This section is dedicated to memories of residents. There are many contributions made by past and present residents about people and dwellings in the village. If you want to contribute or make comments, please use the feedback option or contact the authors directly if their contact details are provided. We will make every effort to put you in touch, should you wish so.

The order of the document is that first there is a section with contributions around memories in general and then those that concerned with a particular dwelling, person/family or event.
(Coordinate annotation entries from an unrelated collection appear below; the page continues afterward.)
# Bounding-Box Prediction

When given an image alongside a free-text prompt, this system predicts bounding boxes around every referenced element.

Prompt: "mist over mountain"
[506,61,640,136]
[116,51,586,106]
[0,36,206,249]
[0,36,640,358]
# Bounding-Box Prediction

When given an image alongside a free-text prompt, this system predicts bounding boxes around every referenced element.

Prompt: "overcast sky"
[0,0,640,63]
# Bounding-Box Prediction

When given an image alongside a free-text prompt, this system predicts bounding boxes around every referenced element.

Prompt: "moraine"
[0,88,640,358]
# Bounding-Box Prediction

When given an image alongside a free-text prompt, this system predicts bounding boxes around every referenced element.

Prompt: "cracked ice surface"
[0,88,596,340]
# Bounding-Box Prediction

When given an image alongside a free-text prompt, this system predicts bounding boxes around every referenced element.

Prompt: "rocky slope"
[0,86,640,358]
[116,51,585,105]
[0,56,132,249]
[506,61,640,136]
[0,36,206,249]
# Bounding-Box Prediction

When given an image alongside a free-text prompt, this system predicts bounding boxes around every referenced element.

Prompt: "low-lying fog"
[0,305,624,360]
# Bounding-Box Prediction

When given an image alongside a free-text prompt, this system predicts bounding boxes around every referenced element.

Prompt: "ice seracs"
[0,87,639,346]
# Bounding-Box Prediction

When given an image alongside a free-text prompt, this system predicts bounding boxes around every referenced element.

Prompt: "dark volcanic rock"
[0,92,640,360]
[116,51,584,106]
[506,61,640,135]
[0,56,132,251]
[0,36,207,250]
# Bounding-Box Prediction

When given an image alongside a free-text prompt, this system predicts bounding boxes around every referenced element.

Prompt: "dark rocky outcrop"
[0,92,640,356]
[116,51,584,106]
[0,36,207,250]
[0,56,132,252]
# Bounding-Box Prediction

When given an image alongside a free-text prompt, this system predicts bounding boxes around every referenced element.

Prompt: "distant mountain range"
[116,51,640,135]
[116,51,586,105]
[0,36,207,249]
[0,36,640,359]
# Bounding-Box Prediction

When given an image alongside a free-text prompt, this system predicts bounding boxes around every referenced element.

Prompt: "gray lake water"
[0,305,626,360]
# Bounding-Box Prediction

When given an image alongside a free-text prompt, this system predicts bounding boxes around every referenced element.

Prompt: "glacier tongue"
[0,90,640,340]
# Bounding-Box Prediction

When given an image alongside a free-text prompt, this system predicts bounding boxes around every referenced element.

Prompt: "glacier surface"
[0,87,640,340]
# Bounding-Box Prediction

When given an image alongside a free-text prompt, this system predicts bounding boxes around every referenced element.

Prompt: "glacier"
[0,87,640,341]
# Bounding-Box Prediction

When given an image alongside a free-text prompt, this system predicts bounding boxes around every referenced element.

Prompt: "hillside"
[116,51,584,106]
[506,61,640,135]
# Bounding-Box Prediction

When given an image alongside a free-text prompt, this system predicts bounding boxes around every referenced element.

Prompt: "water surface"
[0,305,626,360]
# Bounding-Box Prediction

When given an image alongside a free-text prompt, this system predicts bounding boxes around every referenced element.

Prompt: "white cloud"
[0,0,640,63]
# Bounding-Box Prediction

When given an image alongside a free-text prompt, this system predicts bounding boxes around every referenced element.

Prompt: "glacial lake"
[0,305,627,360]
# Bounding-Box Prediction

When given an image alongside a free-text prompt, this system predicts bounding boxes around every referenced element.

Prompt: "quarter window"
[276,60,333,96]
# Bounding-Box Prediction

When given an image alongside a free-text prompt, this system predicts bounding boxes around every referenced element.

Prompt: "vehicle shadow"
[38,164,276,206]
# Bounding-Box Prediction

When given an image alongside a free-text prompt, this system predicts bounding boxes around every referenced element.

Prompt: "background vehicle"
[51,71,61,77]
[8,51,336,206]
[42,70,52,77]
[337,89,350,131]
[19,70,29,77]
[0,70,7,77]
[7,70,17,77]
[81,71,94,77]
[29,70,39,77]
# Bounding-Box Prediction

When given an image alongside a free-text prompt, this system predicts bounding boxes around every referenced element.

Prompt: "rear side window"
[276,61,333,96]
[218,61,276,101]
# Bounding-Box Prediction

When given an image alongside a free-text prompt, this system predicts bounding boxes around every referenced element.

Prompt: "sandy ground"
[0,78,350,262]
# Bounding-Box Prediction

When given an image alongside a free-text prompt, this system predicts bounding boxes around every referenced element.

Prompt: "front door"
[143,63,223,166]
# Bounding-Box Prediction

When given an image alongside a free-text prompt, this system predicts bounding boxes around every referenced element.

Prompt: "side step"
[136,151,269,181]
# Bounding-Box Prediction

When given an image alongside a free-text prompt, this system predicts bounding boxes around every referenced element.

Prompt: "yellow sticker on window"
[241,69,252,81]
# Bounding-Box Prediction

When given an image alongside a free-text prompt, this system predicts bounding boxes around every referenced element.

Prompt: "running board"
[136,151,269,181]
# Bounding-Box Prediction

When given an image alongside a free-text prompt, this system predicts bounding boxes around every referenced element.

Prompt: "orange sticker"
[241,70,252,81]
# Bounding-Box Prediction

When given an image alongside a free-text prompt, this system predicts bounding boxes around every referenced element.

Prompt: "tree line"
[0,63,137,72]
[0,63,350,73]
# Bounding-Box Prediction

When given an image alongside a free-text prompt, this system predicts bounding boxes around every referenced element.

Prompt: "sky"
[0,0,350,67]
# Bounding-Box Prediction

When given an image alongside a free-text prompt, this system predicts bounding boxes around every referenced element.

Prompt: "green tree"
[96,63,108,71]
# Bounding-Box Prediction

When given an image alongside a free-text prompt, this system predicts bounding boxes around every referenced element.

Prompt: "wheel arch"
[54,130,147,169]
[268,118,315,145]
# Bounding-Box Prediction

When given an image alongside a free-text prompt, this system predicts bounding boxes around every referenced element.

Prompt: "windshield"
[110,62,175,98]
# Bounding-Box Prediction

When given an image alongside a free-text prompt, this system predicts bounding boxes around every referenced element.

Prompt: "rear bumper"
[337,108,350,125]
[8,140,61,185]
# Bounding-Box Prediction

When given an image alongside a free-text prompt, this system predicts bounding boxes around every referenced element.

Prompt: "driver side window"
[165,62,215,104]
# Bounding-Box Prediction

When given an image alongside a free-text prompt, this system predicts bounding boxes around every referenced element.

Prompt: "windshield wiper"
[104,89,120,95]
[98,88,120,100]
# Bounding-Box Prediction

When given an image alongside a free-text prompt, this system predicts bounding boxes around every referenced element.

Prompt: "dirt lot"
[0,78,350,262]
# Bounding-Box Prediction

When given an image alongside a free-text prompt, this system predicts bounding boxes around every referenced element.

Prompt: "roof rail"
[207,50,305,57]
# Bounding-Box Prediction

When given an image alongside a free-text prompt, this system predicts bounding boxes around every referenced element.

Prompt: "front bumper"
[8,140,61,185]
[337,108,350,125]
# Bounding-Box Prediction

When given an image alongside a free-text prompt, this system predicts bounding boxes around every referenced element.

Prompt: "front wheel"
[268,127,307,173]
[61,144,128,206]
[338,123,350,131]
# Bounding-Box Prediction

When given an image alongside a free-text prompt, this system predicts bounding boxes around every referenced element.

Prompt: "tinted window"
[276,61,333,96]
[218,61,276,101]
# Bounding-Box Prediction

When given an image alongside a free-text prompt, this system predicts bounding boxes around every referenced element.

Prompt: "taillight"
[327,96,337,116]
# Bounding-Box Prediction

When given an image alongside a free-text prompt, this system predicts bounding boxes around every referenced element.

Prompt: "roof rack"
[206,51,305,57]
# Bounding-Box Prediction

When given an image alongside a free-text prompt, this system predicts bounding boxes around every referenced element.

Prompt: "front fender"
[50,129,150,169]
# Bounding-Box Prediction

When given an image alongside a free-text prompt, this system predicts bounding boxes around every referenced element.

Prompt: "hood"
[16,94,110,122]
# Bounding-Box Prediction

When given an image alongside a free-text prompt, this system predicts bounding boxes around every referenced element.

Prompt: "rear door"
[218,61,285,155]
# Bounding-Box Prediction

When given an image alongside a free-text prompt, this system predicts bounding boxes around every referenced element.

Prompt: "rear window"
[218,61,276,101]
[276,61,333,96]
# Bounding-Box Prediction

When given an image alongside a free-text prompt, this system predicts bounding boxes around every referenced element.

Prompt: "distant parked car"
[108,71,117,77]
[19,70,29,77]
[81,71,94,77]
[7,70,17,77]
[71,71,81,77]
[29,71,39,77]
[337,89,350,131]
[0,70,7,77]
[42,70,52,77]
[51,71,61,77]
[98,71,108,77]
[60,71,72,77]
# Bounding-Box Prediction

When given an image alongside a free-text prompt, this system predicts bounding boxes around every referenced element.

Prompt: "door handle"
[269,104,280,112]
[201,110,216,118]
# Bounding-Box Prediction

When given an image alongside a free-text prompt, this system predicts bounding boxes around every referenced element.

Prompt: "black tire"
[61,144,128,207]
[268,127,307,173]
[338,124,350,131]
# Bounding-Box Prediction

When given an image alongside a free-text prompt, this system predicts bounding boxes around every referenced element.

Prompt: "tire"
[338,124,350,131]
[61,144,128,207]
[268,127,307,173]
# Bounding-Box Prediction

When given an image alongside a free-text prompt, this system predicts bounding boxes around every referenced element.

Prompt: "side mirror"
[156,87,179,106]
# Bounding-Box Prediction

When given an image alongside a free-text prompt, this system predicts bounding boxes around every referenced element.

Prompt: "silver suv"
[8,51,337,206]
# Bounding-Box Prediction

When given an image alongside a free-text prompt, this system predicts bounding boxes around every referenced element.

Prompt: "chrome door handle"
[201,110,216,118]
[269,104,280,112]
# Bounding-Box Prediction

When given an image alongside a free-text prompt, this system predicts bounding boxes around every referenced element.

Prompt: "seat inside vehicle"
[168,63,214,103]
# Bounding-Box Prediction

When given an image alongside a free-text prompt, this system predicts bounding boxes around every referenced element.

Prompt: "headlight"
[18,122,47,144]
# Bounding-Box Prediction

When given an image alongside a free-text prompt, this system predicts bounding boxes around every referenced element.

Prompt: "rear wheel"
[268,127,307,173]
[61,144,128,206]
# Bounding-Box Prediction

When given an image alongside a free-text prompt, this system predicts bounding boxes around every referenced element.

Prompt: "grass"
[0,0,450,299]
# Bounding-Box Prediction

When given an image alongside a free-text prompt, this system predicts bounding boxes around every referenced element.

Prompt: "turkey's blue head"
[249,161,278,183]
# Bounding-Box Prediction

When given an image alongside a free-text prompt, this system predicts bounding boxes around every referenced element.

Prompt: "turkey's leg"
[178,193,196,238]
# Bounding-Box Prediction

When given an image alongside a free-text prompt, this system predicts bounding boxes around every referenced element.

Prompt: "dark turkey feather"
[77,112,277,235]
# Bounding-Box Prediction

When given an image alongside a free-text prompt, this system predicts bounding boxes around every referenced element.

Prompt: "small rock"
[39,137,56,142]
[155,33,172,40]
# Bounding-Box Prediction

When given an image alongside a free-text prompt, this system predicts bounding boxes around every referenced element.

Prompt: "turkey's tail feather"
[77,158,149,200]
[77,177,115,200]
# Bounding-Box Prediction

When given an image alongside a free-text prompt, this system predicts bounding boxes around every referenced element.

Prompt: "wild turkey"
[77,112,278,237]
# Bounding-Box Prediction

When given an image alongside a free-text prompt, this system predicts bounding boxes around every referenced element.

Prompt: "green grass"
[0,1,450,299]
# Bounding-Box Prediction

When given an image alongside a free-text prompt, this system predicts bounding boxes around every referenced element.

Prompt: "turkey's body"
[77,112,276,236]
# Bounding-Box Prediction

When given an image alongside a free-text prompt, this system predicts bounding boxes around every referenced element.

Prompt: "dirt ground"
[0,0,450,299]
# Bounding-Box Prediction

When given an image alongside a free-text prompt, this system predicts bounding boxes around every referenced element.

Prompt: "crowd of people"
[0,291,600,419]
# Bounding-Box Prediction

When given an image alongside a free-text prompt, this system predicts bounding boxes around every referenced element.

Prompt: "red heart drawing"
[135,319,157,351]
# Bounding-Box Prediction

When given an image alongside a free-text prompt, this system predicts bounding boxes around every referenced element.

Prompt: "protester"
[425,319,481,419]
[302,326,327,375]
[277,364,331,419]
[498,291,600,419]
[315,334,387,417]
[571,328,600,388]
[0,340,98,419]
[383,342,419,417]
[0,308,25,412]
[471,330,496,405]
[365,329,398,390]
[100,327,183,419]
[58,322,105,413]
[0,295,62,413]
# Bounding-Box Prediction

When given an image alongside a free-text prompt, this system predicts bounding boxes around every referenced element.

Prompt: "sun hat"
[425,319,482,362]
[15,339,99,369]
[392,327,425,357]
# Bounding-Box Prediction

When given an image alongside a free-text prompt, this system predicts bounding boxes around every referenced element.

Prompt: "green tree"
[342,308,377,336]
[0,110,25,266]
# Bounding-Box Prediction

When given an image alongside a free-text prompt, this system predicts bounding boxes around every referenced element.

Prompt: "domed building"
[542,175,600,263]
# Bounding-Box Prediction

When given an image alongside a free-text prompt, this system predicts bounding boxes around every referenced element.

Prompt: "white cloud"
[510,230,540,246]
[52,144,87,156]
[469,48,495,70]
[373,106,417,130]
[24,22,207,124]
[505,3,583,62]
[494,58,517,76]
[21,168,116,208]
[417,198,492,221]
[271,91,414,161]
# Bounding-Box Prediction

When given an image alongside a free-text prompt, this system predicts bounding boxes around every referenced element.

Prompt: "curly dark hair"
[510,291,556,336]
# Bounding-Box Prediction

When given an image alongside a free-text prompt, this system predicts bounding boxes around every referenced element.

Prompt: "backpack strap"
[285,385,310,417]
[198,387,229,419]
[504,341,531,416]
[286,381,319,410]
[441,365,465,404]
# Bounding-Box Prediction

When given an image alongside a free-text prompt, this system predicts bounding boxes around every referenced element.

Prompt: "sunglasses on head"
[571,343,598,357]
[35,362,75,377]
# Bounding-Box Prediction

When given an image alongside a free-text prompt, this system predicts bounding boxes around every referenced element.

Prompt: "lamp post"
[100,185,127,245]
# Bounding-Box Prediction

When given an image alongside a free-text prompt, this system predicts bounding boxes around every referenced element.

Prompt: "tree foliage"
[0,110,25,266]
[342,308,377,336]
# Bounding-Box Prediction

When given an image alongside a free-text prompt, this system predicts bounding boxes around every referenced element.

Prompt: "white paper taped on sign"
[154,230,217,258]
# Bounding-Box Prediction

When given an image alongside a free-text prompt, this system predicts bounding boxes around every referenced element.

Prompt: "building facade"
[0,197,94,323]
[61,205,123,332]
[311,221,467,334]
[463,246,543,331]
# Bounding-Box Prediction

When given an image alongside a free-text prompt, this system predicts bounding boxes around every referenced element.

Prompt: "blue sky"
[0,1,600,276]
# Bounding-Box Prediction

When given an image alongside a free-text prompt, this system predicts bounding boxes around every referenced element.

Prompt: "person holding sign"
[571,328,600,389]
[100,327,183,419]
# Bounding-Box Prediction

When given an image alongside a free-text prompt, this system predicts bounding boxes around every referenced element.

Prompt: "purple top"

There are also more general document relating to the planning history of the village.

 

As published in the Village Venture April 2019

Brattleby at war 1939 – 1945 

Further memories of Arthur Melton 

Our family’s war began on 6th of April 1939, some five months before the official date, when we were forced to vacate the farm house we lived in at Ingham Cliff for the Ministry of Defence to begin to build RAF Ingham airfield. This, when completed, was to be manned by two squadrons of the Polish Airforce, flying Welling- ton bombers. 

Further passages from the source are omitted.